The percentage of admissions to large–bed-size hospitals also increased from 69.2% to 71.4% and 73.3%, although no significant difference was observed in change according to bed size (P = .36); percentage of admissions to medium–bed-size hospitals decreased from 23.4% to 19.0% and 14.9%, and percentage of admissions to small–bed-size hospitals increased from 7.4% to 9.6% and 11.8%. The primary payer distribution also did not change significantly (P = .82). For 2000, 2005, and 2010, the primary payer was Medicare for 39.0%, 37.3%, and 39.6% of cases; Medicaid for 16.6%, 15.3%, and 17.4%; private insurance for 35.4%, 35.6%, and 33.3%; and other for 8.9%, 11.9%, and 9.7%.

For nonteaching hospitals, the primary payer was Medicare and Medicaid in 51.7% and 10.3% of admissions in 2000 and 46.4% and 15.9% in 2010. For teaching hospitals, the primary payer was Medicare and Medicaid in 39.0% and 16.6% in 2000 and 39.6% and 17.4% in 2010. Overall, there was no significant difference in payer distribution between teaching and nonteaching hospitals (P = .07).

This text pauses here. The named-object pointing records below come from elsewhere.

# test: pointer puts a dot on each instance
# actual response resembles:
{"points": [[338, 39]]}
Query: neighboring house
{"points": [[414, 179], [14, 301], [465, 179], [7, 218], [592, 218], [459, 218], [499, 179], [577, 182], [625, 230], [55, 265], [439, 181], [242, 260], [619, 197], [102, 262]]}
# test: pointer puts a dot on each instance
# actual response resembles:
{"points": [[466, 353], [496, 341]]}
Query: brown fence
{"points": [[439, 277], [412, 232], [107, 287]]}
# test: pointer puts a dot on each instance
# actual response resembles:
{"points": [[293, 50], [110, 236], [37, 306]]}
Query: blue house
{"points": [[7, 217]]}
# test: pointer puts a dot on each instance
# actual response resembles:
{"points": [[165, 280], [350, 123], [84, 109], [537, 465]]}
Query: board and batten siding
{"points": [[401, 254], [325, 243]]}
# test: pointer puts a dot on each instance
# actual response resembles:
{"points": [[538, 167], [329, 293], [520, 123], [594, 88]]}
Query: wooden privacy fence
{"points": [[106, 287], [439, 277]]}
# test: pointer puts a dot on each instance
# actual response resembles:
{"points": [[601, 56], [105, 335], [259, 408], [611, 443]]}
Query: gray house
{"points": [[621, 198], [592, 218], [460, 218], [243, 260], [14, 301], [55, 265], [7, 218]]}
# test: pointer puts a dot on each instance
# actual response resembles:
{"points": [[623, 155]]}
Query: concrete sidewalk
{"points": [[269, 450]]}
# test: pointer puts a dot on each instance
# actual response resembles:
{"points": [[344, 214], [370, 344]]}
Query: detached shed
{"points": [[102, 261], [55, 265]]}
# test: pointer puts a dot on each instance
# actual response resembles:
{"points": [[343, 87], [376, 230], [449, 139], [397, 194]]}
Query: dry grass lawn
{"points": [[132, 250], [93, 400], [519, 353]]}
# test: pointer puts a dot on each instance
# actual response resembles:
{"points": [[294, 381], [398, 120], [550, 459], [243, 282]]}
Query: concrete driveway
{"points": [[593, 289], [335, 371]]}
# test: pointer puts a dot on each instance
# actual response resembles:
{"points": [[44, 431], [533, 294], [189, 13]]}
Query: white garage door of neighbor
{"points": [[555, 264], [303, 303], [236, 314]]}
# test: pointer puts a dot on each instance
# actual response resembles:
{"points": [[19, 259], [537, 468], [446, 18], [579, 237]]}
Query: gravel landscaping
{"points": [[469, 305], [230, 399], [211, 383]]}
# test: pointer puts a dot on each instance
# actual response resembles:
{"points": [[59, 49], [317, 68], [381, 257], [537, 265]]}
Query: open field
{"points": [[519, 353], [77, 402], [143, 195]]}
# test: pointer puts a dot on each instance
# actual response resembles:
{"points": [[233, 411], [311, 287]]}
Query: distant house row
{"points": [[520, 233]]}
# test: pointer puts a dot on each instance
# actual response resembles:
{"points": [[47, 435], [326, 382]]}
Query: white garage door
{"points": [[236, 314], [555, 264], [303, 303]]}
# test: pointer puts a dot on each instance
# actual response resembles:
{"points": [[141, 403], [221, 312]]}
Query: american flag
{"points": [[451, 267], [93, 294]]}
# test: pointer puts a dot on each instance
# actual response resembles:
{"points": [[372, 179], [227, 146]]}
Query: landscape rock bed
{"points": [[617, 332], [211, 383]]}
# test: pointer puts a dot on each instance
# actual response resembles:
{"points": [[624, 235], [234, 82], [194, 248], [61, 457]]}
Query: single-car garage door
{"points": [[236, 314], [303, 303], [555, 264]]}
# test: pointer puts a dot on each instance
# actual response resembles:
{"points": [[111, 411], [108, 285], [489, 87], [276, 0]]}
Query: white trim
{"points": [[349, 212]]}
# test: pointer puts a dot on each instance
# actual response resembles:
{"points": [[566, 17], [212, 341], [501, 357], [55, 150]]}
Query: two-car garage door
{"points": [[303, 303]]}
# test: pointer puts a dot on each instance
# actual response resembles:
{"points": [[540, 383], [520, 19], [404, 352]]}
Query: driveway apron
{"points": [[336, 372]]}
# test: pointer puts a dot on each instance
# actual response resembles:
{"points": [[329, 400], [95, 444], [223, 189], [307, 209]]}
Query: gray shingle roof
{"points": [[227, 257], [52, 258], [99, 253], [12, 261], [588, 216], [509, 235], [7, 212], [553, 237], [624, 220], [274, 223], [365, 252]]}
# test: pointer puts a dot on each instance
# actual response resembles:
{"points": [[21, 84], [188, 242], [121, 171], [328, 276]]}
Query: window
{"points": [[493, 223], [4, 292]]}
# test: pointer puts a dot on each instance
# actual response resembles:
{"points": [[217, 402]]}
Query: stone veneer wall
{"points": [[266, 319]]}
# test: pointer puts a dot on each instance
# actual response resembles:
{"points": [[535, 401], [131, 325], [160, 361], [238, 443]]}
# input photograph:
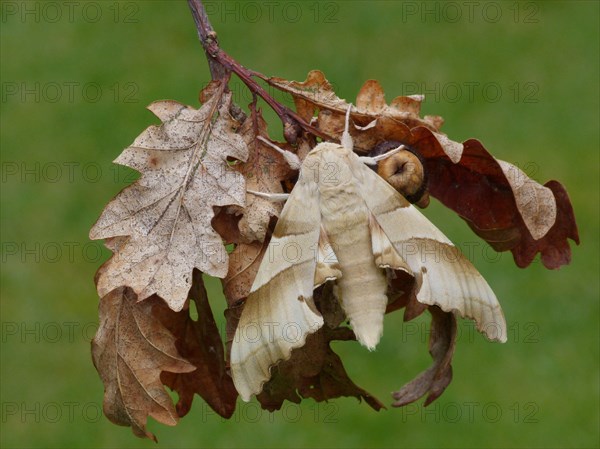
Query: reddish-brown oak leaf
{"points": [[130, 350]]}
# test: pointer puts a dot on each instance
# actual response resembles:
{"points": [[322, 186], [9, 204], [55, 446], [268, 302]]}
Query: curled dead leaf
{"points": [[130, 350]]}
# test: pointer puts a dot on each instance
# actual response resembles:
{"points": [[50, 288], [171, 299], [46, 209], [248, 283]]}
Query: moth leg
{"points": [[373, 160], [274, 197], [292, 160], [346, 140]]}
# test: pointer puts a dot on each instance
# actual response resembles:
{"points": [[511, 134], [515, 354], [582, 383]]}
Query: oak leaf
{"points": [[498, 201], [200, 343], [167, 213], [435, 379], [130, 350], [264, 172]]}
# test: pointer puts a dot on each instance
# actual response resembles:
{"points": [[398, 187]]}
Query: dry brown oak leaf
{"points": [[264, 172], [167, 213], [200, 343], [130, 350]]}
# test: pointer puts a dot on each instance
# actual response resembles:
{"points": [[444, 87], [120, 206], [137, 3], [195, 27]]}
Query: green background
{"points": [[534, 72]]}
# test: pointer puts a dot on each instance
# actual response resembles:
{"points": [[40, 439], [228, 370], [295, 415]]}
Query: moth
{"points": [[343, 223]]}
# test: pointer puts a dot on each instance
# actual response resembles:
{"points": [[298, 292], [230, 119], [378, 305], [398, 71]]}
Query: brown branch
{"points": [[220, 64]]}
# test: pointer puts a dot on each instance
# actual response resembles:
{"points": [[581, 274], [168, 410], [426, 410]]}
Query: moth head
{"points": [[405, 171]]}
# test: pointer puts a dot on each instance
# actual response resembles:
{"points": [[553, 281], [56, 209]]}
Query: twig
{"points": [[220, 63]]}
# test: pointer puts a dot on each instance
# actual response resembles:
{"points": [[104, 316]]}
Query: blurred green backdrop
{"points": [[520, 76]]}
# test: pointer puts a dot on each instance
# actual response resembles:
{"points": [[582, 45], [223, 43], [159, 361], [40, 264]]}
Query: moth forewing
{"points": [[279, 313], [362, 286], [449, 280]]}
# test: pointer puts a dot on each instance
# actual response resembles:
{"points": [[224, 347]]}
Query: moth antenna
{"points": [[346, 137], [274, 197], [292, 160]]}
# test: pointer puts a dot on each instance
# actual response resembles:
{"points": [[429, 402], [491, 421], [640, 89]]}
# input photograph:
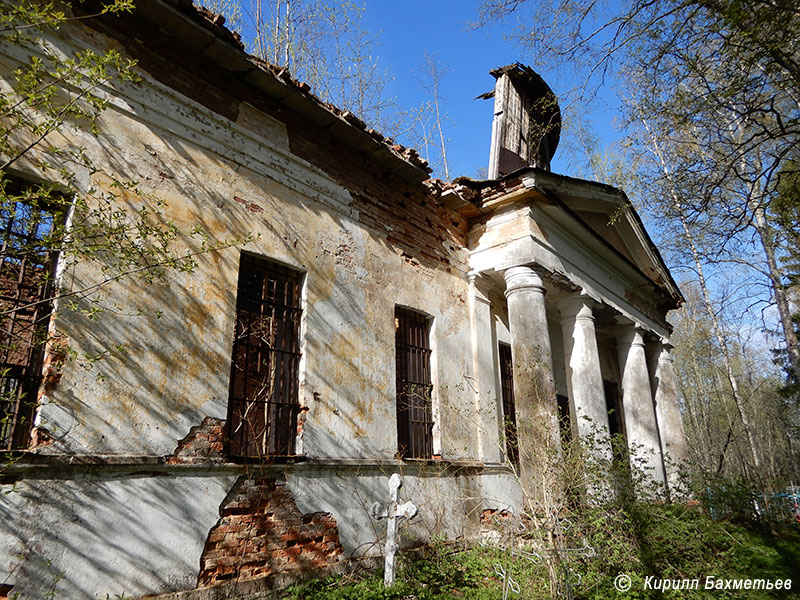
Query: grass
{"points": [[663, 541]]}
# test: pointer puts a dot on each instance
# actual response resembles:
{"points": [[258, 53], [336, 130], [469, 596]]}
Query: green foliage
{"points": [[640, 540], [66, 203]]}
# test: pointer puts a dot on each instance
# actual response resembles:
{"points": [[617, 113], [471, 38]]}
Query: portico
{"points": [[556, 272]]}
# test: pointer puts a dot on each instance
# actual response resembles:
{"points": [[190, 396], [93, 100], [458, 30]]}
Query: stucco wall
{"points": [[155, 361]]}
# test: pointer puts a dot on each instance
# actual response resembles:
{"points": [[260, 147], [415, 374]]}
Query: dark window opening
{"points": [[263, 402], [509, 407], [26, 267], [414, 387], [564, 420], [616, 427]]}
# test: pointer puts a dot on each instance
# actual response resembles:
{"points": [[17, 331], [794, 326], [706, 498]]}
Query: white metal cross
{"points": [[391, 513]]}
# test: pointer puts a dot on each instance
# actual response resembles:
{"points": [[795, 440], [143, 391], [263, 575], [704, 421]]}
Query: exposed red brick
{"points": [[261, 531], [203, 444]]}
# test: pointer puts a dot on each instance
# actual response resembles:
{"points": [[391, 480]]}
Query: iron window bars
{"points": [[25, 284], [263, 401], [414, 387], [509, 407]]}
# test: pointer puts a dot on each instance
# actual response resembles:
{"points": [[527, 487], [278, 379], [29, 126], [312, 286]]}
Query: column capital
{"points": [[630, 333], [520, 279], [576, 306], [665, 353], [475, 292]]}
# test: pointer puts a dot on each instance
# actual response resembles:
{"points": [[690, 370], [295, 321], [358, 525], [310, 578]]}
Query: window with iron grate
{"points": [[263, 402], [509, 407], [414, 387], [26, 267]]}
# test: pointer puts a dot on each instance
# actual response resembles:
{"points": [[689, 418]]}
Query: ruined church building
{"points": [[377, 322]]}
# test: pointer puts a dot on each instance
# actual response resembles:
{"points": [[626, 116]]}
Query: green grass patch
{"points": [[662, 541]]}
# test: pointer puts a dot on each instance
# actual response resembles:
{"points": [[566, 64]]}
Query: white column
{"points": [[584, 379], [484, 351], [670, 423], [641, 428], [534, 390]]}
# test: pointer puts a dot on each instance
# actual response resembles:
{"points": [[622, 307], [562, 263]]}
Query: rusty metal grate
{"points": [[25, 268], [414, 387], [263, 401], [509, 407]]}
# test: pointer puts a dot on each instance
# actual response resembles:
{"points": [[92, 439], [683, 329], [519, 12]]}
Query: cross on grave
{"points": [[392, 512]]}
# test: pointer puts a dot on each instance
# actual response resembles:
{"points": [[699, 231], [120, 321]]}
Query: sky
{"points": [[410, 28], [407, 30]]}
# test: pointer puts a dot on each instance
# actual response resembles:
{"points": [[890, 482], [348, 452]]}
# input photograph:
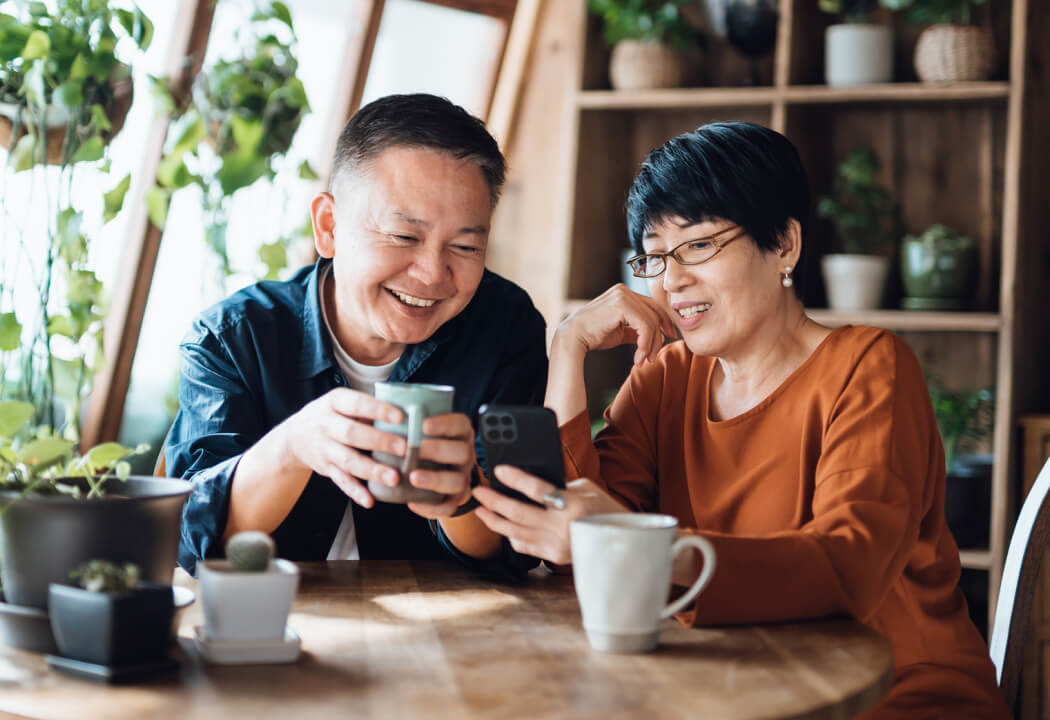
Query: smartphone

The authors concluded, “Head and neck oncologic care is increasingly being regionalized to teaching hospitals and academic centers. Such regionalization also has important implications for future education of residents and measures of achieved competency.”

They added that “[r]egionalization of head and neck cancer care to teaching institutions is likely to offer significant individual patient and societal benefit,” noting that teaching hospitals are more likely to have the necessary support staff and to be familiar with recovery from complicated surgical procedures. In addition, these institutions are more likely to have a high volume of less common head and neck procedures, with the anticipated net result of such an increase in volume being improved quality and outcomes.

Dr. Abemayor is the corresponding author for the JAMA Otolaryngology Head & Neck Surgery article.

The content in this post has not been reviewed by the American Society of Clinical Oncology, Inc. (ASCO®) and does not necessarily reflect the ideas and opinions of ASCO®.